Ottawa police Sgt. Mark Barclay, the force's main stun gun expert, said police hope the cameras will calm the fears of citizens and watchdog groups alike. "Now there's going to be that other piece of evidence that can be brought forward to look at," he said, adding that it will also protect officers from false complaints. "You explain what you're doing."
Reliability an issue
The camera is activated by the release of the stun gun's safety catch and doesn't shut off until the gun is shut down. Taser International said police won't be able to override the camera or edit the footage after the fact.
Barclay said he has used the Taser Cam twice. It worked well on one of those occasions, but the other time, the camera blanked out when Barclay pulled the trigger on a man who was holding a knife to his own throat. He said that's the type of scenario the device is designed for.
So far, another problem with the cameras is that police are trained to shoot their service pistols with a two-handed hold, and may use that hold for their stun gun in a stressful situation, blocking the camera lens, Barclay said.
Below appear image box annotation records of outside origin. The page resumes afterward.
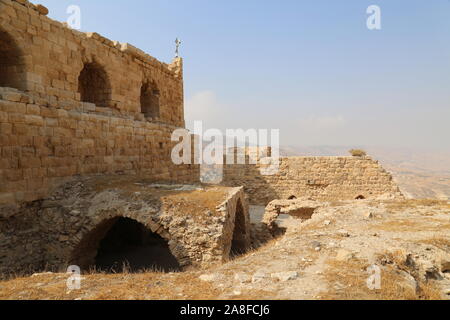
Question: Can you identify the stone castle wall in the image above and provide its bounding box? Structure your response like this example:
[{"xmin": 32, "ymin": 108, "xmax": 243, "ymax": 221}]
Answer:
[
  {"xmin": 224, "ymin": 157, "xmax": 402, "ymax": 205},
  {"xmin": 0, "ymin": 0, "xmax": 198, "ymax": 204}
]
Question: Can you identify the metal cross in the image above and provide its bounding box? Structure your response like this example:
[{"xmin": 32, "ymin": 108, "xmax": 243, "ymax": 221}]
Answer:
[{"xmin": 175, "ymin": 38, "xmax": 181, "ymax": 58}]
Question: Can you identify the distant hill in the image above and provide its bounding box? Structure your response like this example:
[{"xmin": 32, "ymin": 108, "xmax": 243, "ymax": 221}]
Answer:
[{"xmin": 280, "ymin": 146, "xmax": 450, "ymax": 200}]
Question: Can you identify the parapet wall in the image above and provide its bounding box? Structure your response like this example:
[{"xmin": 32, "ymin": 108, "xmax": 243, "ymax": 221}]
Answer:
[{"xmin": 224, "ymin": 157, "xmax": 402, "ymax": 205}]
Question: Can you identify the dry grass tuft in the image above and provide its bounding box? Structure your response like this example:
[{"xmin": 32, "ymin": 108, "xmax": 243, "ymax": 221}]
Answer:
[
  {"xmin": 349, "ymin": 149, "xmax": 367, "ymax": 157},
  {"xmin": 386, "ymin": 199, "xmax": 450, "ymax": 211},
  {"xmin": 420, "ymin": 237, "xmax": 450, "ymax": 252},
  {"xmin": 320, "ymin": 253, "xmax": 442, "ymax": 300}
]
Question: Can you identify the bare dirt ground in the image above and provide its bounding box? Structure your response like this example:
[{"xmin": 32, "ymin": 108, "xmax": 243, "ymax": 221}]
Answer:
[{"xmin": 0, "ymin": 200, "xmax": 450, "ymax": 300}]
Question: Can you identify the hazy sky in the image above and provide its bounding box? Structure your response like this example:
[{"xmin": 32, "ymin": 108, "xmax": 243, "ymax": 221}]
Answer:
[{"xmin": 39, "ymin": 0, "xmax": 450, "ymax": 150}]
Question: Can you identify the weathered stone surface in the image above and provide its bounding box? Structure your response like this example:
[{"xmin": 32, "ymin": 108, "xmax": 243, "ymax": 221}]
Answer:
[
  {"xmin": 224, "ymin": 148, "xmax": 403, "ymax": 205},
  {"xmin": 0, "ymin": 176, "xmax": 250, "ymax": 274},
  {"xmin": 271, "ymin": 271, "xmax": 299, "ymax": 281}
]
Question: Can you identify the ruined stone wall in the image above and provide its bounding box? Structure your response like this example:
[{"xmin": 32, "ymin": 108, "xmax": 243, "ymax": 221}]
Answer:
[
  {"xmin": 0, "ymin": 0, "xmax": 198, "ymax": 204},
  {"xmin": 224, "ymin": 157, "xmax": 402, "ymax": 205},
  {"xmin": 0, "ymin": 176, "xmax": 250, "ymax": 278}
]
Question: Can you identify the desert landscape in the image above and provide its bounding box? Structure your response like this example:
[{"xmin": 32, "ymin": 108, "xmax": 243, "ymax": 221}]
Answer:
[{"xmin": 0, "ymin": 0, "xmax": 450, "ymax": 301}]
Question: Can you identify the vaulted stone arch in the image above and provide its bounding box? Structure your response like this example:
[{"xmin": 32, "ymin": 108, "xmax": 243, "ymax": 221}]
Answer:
[
  {"xmin": 0, "ymin": 29, "xmax": 26, "ymax": 90},
  {"xmin": 70, "ymin": 216, "xmax": 180, "ymax": 272},
  {"xmin": 140, "ymin": 81, "xmax": 161, "ymax": 119},
  {"xmin": 78, "ymin": 61, "xmax": 111, "ymax": 107}
]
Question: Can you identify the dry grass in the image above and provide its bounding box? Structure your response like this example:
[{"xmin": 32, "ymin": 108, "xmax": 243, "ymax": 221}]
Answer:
[
  {"xmin": 372, "ymin": 218, "xmax": 450, "ymax": 232},
  {"xmin": 320, "ymin": 255, "xmax": 442, "ymax": 300},
  {"xmin": 386, "ymin": 199, "xmax": 450, "ymax": 211},
  {"xmin": 419, "ymin": 237, "xmax": 450, "ymax": 252},
  {"xmin": 0, "ymin": 273, "xmax": 225, "ymax": 300},
  {"xmin": 349, "ymin": 149, "xmax": 367, "ymax": 157}
]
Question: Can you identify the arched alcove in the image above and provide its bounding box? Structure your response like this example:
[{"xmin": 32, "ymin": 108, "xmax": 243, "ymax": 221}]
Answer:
[
  {"xmin": 140, "ymin": 82, "xmax": 160, "ymax": 118},
  {"xmin": 0, "ymin": 29, "xmax": 26, "ymax": 90},
  {"xmin": 71, "ymin": 217, "xmax": 180, "ymax": 272},
  {"xmin": 78, "ymin": 62, "xmax": 111, "ymax": 107},
  {"xmin": 230, "ymin": 199, "xmax": 248, "ymax": 257}
]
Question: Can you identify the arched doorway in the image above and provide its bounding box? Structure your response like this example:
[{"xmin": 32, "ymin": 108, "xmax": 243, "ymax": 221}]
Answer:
[
  {"xmin": 140, "ymin": 82, "xmax": 160, "ymax": 118},
  {"xmin": 0, "ymin": 30, "xmax": 26, "ymax": 90},
  {"xmin": 230, "ymin": 199, "xmax": 248, "ymax": 258},
  {"xmin": 70, "ymin": 217, "xmax": 180, "ymax": 272},
  {"xmin": 78, "ymin": 62, "xmax": 111, "ymax": 107}
]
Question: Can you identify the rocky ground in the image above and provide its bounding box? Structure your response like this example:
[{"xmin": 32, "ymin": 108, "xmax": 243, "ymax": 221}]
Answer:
[{"xmin": 0, "ymin": 200, "xmax": 450, "ymax": 300}]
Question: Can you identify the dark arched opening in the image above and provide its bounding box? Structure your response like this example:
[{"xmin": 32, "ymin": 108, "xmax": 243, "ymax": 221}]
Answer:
[
  {"xmin": 230, "ymin": 200, "xmax": 248, "ymax": 257},
  {"xmin": 141, "ymin": 82, "xmax": 160, "ymax": 118},
  {"xmin": 72, "ymin": 217, "xmax": 180, "ymax": 272},
  {"xmin": 0, "ymin": 30, "xmax": 26, "ymax": 90},
  {"xmin": 78, "ymin": 62, "xmax": 111, "ymax": 107}
]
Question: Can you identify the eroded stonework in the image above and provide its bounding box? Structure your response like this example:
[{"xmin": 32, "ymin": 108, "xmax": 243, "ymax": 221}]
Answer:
[{"xmin": 0, "ymin": 176, "xmax": 250, "ymax": 273}]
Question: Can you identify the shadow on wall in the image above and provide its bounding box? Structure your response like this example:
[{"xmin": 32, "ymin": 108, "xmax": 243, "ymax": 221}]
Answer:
[
  {"xmin": 222, "ymin": 159, "xmax": 281, "ymax": 206},
  {"xmin": 71, "ymin": 217, "xmax": 181, "ymax": 273},
  {"xmin": 78, "ymin": 62, "xmax": 111, "ymax": 108},
  {"xmin": 0, "ymin": 29, "xmax": 26, "ymax": 91},
  {"xmin": 230, "ymin": 199, "xmax": 249, "ymax": 259}
]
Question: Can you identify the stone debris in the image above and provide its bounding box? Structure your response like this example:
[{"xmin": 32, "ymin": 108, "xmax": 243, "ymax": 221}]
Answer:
[{"xmin": 270, "ymin": 271, "xmax": 299, "ymax": 282}]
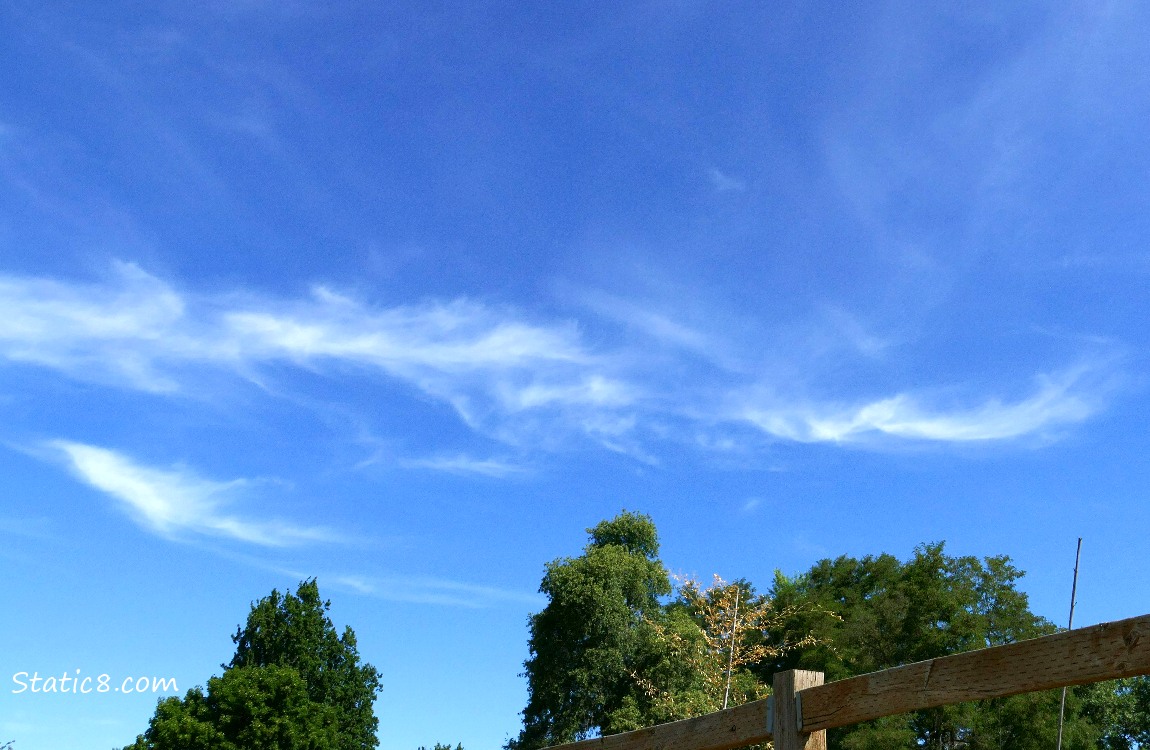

Recordings may be incomplete: critic
Matthew MacGarvey, a lawyer who helped win an appeal case that found an Ottawa police officer guilty of excessive force after a stun gun was used on an Ottawa man at a demonstration in 2003, said he likes the idea of the camera in theory, as pictures and audio often help get to the truth of an incident. However, MacGarvey said he believes the Taser Cam begins recording too late and doesn't show what led up to the use of the device.
Footage shot by bystanders helped MacGarvey's client Paul Smith win his case after an appeal of an internal investigation, and MacGarvey said it was also a bystander's video that led the public to question whether it was really necessary for RCMP officers to use a stun gun on Robert Dziekanski, who died moments later, at the Vancouver airport in October 2007.
In Smith's case, police cameras also videotaped the incident, but their footage blanked out during two periods coinciding with the time police used a stun gun on Smith.
"In the case of the Vancouver airport, if that video would have been shot by a police officer, I don't think we would have seen what we in fact saw," Smith added.
Smith was shot with a stun gun twice by a police officer while handcuffed after taking pictures at a demonstration outside the office of Citizenship and Immigration Canada in downtown Ottawa on May 29, 2003. An internal police investigation found two officers not guilty of excessive use of force. Smith appealed to the Ontario Civilian Commission on Police Services, which found Sgt. Paulo Batista guilty of excessive use of force in November 2005.